他突然產生一種既生亮何生瑜的想法,難道他與這個李俊東天生八字相剋還是怎麼了。
一個人坐在辦公室中發呆。
領班杜麗敲門進來了:“趙總,經過我這段時間的秘密調查,終於鎖定了經常在店裡偷碟片的內賊是誰了!”
自從上次搞出下班前搜身的規矩一下子讓員工集體辭職的事,趙雲帆一回來就把她狠狠地批評了一次,現在她學乖了,有事先報告終歸不會有大錯。
作爲一名下屬不懂得觀言察色那就是沒有能力的表現。
正在煩躁的趙雲帆又要發火了,惡狠狠地問:“是誰!”
然後杜麗就附耳說出了一個名字:張妮。
是那個大波妹!
趙雲帆憶了一下,但他還沒有完全失去理智,又問證據有嗎?
杜麗說在目前上班的十幾個員工中她每天中午都藉機去他們的宿舍看過了,只有張妮與他男朋友合租的房中有一臺二手DVD機,雖然她爲了避免懷疑沒有動她們DVD旁邊的CD包看,但相信公司丟失的將近二十張碟子一定就在她們的CD包裡面,因爲張妮的男朋友很喜歡聽歌。
偷碟子必然要有DVD,不然偷了也用不上,既然別的工友都沒有DVD機,那麼目標對象就九成不會出錯了。
“他男朋友做什麼的!”趙雲帆再問。
杜麗回答說:“給一家汽車配件廠跑業務,白天大都不在。”
“叫她過來!”趙雲帆面無表情地下了命令。
很快那個叫張妮的女生就被叫到了他的辦公室。
杜麗的努力沒有白費,她鎖定的對象是對的,歡樂谷中不時丟掉的碟子確實是她拿了。
一張相對正牌碟子價值二十塊左右,二十餘張碟子就是四百多塊。
這錢說多不多,說少也不說。
“聽說你男朋友跑業務收入不錯,宿舍中有電視也買了DVD是吧?”當趙雲帆這個問題一問,那個張妮馬上就緊張得滿臉通紅,同時還狠狠地望了一眼旁邊的杜麗。
“既然把你叫過來,我們肯定是有十足的把握。”
“有錯誤主動承認就好,如果我讓杜麗與保安劉去你們宿舍把碟子搜了出來的話,到時就直接交給派出所處理的,拘留你十天半月應當不成問題。”
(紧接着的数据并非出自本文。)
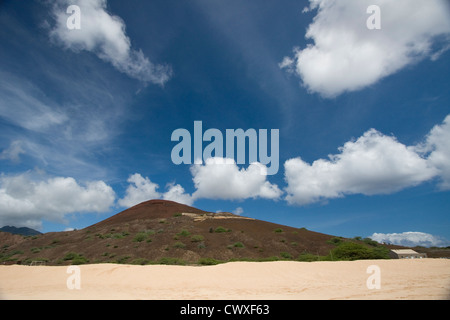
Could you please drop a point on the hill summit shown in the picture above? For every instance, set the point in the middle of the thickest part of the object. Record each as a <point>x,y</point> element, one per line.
<point>160,231</point>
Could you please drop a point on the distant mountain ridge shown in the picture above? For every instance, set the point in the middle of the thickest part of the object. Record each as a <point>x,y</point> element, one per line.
<point>167,232</point>
<point>24,231</point>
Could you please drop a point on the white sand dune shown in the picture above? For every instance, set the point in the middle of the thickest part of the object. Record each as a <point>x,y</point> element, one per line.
<point>399,279</point>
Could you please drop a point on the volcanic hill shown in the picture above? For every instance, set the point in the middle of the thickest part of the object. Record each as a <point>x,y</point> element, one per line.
<point>159,231</point>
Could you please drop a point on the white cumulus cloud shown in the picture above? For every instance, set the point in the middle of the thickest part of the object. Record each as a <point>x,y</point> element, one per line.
<point>410,239</point>
<point>347,56</point>
<point>437,146</point>
<point>104,34</point>
<point>25,201</point>
<point>221,178</point>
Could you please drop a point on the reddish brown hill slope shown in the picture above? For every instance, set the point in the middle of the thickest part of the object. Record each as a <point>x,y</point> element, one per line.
<point>166,231</point>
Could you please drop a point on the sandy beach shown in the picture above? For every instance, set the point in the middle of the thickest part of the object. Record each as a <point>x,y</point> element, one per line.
<point>398,279</point>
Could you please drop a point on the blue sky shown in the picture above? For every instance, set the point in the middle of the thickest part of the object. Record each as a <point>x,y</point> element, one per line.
<point>86,115</point>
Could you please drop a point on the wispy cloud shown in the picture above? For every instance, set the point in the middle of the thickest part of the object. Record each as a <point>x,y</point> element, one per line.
<point>141,189</point>
<point>26,200</point>
<point>105,35</point>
“你別怪我,也別那樣看我,趙總提拔我,重用我,如果公司出了內賊我都揪不出來那就是失職,主動承認了吧,我會替你向趙總求情的從輕發落的。”
在趙雲帆的與杜麗二人你一句我一句的雙重威脅引誘之下,剛剛畢業不到一年的張妮終於頂不住,最終選擇了承認。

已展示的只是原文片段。